'Striped Pajamas' role won by a hair
THE INDIE EYE
Another actor's vanity gave David Hayman the chance to land a memorable role in a Holocaust drama.
Scottish actor David Hayman gives a haunting performance in the Holocaust drama "The Boy in the Striped Pajamas," but it might never have happened if not for another actor wanting to preserve his mane of hair.
In the film, which opened Friday, Hayman plays a concentration camp inhabitant named Pavel. But he wasn't director Mark Herman's first choice.
"He had offered him to another actor, David Bradley," said Hayman, 58, over the phone from his home in Glasgow. "But he refused to cut his hair. He has had long hair for 20 years and refuses to cut it."

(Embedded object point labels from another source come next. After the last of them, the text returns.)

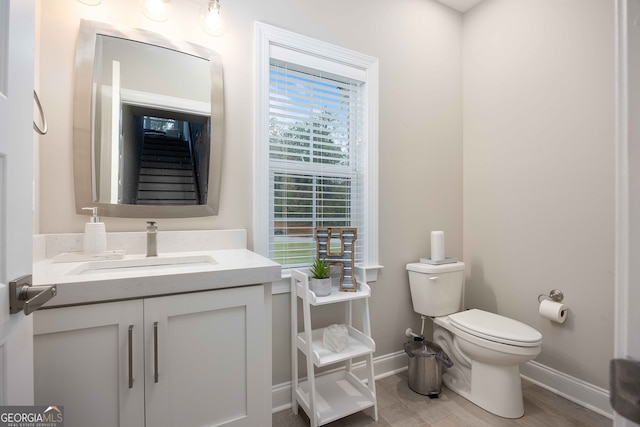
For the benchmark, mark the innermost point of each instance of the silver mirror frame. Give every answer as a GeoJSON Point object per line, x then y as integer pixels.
{"type": "Point", "coordinates": [82, 124]}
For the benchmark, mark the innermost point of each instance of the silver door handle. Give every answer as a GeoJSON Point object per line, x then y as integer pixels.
{"type": "Point", "coordinates": [24, 296]}
{"type": "Point", "coordinates": [155, 352]}
{"type": "Point", "coordinates": [130, 339]}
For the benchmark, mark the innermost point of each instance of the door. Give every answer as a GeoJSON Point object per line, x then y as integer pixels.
{"type": "Point", "coordinates": [627, 339]}
{"type": "Point", "coordinates": [89, 359]}
{"type": "Point", "coordinates": [203, 358]}
{"type": "Point", "coordinates": [16, 205]}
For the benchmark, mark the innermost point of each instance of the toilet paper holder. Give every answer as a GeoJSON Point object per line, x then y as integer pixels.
{"type": "Point", "coordinates": [554, 295]}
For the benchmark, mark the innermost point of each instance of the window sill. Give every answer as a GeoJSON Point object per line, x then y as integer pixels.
{"type": "Point", "coordinates": [283, 286]}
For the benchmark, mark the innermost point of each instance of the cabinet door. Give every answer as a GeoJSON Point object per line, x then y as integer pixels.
{"type": "Point", "coordinates": [209, 358]}
{"type": "Point", "coordinates": [81, 361]}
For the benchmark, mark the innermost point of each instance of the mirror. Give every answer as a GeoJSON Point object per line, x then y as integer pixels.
{"type": "Point", "coordinates": [148, 124]}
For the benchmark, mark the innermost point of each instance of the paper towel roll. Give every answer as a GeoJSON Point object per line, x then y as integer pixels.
{"type": "Point", "coordinates": [554, 311]}
{"type": "Point", "coordinates": [437, 245]}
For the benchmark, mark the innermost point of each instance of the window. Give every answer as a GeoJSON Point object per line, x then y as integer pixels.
{"type": "Point", "coordinates": [316, 146]}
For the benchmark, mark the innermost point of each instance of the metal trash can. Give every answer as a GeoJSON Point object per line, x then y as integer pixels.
{"type": "Point", "coordinates": [425, 366]}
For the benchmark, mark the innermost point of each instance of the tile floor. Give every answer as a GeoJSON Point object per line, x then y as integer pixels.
{"type": "Point", "coordinates": [399, 406]}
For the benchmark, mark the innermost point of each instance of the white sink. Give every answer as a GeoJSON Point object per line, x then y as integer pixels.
{"type": "Point", "coordinates": [142, 264]}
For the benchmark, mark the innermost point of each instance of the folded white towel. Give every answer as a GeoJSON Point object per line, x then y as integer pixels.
{"type": "Point", "coordinates": [335, 338]}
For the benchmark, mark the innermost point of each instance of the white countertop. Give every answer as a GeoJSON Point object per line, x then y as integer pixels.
{"type": "Point", "coordinates": [231, 268]}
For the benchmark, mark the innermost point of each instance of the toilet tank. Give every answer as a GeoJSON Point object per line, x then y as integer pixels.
{"type": "Point", "coordinates": [436, 290]}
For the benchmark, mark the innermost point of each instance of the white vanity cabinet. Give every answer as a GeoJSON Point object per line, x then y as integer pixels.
{"type": "Point", "coordinates": [201, 358]}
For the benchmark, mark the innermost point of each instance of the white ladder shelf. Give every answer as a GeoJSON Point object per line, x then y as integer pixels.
{"type": "Point", "coordinates": [332, 396]}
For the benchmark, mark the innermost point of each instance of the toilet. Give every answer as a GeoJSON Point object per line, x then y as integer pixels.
{"type": "Point", "coordinates": [486, 349]}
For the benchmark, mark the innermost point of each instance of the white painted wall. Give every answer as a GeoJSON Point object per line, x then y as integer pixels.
{"type": "Point", "coordinates": [539, 171]}
{"type": "Point", "coordinates": [418, 43]}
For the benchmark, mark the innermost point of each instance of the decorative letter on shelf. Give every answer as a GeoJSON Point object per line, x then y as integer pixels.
{"type": "Point", "coordinates": [344, 258]}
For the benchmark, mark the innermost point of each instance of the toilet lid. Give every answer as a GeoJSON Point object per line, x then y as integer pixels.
{"type": "Point", "coordinates": [496, 328]}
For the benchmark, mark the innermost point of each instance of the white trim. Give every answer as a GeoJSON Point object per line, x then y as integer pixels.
{"type": "Point", "coordinates": [580, 392]}
{"type": "Point", "coordinates": [571, 388]}
{"type": "Point", "coordinates": [267, 36]}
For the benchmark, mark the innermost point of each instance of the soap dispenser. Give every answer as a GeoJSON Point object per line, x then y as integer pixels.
{"type": "Point", "coordinates": [95, 234]}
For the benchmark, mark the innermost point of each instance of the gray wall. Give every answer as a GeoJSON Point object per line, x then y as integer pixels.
{"type": "Point", "coordinates": [539, 171]}
{"type": "Point", "coordinates": [420, 47]}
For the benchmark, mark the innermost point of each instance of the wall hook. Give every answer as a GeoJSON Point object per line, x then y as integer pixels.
{"type": "Point", "coordinates": [45, 126]}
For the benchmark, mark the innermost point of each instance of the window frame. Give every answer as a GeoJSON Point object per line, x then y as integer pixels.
{"type": "Point", "coordinates": [273, 41]}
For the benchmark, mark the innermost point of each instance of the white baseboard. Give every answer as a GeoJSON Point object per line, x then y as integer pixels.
{"type": "Point", "coordinates": [584, 394]}
{"type": "Point", "coordinates": [571, 388]}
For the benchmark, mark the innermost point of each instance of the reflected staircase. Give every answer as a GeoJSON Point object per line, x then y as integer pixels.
{"type": "Point", "coordinates": [167, 173]}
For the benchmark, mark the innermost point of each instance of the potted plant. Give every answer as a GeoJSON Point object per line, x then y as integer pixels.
{"type": "Point", "coordinates": [320, 283]}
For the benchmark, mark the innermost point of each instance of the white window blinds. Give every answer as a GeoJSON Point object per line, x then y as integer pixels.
{"type": "Point", "coordinates": [317, 164]}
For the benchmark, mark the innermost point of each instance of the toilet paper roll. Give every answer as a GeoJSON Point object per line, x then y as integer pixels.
{"type": "Point", "coordinates": [554, 311]}
{"type": "Point", "coordinates": [437, 245]}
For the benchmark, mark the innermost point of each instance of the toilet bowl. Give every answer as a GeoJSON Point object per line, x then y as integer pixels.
{"type": "Point", "coordinates": [486, 348]}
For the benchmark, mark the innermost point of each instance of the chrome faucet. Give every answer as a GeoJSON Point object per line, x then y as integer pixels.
{"type": "Point", "coordinates": [152, 239]}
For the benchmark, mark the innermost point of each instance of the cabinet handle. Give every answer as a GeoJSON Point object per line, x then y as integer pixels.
{"type": "Point", "coordinates": [155, 351]}
{"type": "Point", "coordinates": [130, 356]}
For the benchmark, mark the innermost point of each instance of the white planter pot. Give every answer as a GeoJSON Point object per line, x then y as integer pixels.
{"type": "Point", "coordinates": [320, 287]}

So the film's casting director called Hayman, who has little hair to cut; he agreed to take a sleeper train to London to read for the part.

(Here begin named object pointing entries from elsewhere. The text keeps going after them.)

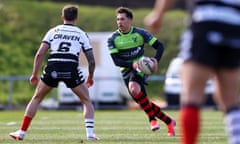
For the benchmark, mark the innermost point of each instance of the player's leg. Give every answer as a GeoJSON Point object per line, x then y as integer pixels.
{"type": "Point", "coordinates": [227, 95]}
{"type": "Point", "coordinates": [194, 77]}
{"type": "Point", "coordinates": [88, 110]}
{"type": "Point", "coordinates": [140, 97]}
{"type": "Point", "coordinates": [41, 91]}
{"type": "Point", "coordinates": [165, 118]}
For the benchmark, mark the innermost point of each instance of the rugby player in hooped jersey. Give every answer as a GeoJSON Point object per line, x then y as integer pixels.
{"type": "Point", "coordinates": [210, 46]}
{"type": "Point", "coordinates": [126, 47]}
{"type": "Point", "coordinates": [65, 43]}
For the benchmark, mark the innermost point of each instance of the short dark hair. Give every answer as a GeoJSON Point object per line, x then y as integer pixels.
{"type": "Point", "coordinates": [125, 10]}
{"type": "Point", "coordinates": [70, 12]}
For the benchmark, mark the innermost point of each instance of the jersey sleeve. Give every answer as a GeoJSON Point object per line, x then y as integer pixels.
{"type": "Point", "coordinates": [86, 42]}
{"type": "Point", "coordinates": [48, 37]}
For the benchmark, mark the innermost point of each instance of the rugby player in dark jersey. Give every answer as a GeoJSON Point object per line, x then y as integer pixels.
{"type": "Point", "coordinates": [210, 47]}
{"type": "Point", "coordinates": [126, 46]}
{"type": "Point", "coordinates": [64, 42]}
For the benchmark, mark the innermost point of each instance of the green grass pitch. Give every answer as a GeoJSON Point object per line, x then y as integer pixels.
{"type": "Point", "coordinates": [113, 127]}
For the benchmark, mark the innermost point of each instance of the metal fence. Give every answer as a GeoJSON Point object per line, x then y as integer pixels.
{"type": "Point", "coordinates": [12, 79]}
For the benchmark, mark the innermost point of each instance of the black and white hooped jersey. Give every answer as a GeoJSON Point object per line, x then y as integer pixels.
{"type": "Point", "coordinates": [226, 11]}
{"type": "Point", "coordinates": [66, 42]}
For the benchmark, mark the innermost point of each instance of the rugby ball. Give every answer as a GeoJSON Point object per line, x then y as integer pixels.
{"type": "Point", "coordinates": [146, 65]}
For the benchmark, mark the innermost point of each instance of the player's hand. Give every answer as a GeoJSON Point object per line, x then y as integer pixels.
{"type": "Point", "coordinates": [155, 68]}
{"type": "Point", "coordinates": [34, 80]}
{"type": "Point", "coordinates": [136, 65]}
{"type": "Point", "coordinates": [89, 82]}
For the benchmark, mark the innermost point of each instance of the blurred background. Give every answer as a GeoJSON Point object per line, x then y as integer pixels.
{"type": "Point", "coordinates": [23, 24]}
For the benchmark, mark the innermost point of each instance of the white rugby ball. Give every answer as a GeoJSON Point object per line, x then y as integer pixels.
{"type": "Point", "coordinates": [146, 65]}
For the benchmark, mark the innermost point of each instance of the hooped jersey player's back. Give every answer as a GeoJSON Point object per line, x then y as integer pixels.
{"type": "Point", "coordinates": [66, 42]}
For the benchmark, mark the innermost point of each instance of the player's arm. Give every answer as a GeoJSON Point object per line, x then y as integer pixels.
{"type": "Point", "coordinates": [153, 42]}
{"type": "Point", "coordinates": [91, 66]}
{"type": "Point", "coordinates": [159, 50]}
{"type": "Point", "coordinates": [120, 62]}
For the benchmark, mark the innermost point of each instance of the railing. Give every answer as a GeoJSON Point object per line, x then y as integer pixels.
{"type": "Point", "coordinates": [12, 79]}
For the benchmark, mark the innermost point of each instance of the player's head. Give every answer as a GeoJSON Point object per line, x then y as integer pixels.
{"type": "Point", "coordinates": [124, 10]}
{"type": "Point", "coordinates": [70, 12]}
{"type": "Point", "coordinates": [124, 19]}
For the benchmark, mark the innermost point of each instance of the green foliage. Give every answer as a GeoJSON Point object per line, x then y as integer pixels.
{"type": "Point", "coordinates": [24, 23]}
{"type": "Point", "coordinates": [113, 127]}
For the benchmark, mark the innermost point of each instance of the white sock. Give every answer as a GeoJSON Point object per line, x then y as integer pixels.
{"type": "Point", "coordinates": [89, 124]}
{"type": "Point", "coordinates": [232, 123]}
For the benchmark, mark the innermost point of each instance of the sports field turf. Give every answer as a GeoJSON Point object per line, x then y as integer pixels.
{"type": "Point", "coordinates": [113, 127]}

"I had long been an admirer," Herman said of Hayman, a noted theater actor and film director in Scotland. "I think what cinched it for me is he came into the casting office and was given the script. He went around the corner to have a coffee and read the script. He came back an hour later and gave the most amazing reading. The fact that it took him just an hour to digest the script and the character . . . ."
The film's story, which was adapted and directed by Herman from John Boyne's novel, revolves around 8-year-old Bruno (Asa Butterfield), whose father (David Thewlis) is a high-ranking Nazi official during World War II. The family moves from Berlin to his father's new post as a concentration camp commander in the country. Bruno, though, in his naiveté believes the camp is a farm and wonders why its uniformed inhabitants seem to be wearing striped pajamas. One day, Bruno sets out to go to the farm, where he befriends a prisoner his own age (Jack Scanlon) sitting on the other side of the barbed-wire fence.
Hayman's Pavel is also one of the concentration camp inhabitants, a former doctor now working as the help at the family home. Weak, shuffling -- Pavel resembles an abused animal fearful of its next whipping -- but still full of dignity, he is befriended by Bruno when he wraps the boy's leg after Bruno falls off a swing.
Though Pavel's screen time is limited, Hayman made the most of it -- and quickly.
With just a week before Hayman was due to leave for Budapest for the film, the production company sent him stacks of information, including DVDs and books about the camps.
"You look at those people behind bars, and we can't imagine what they have gone through," said Hayman.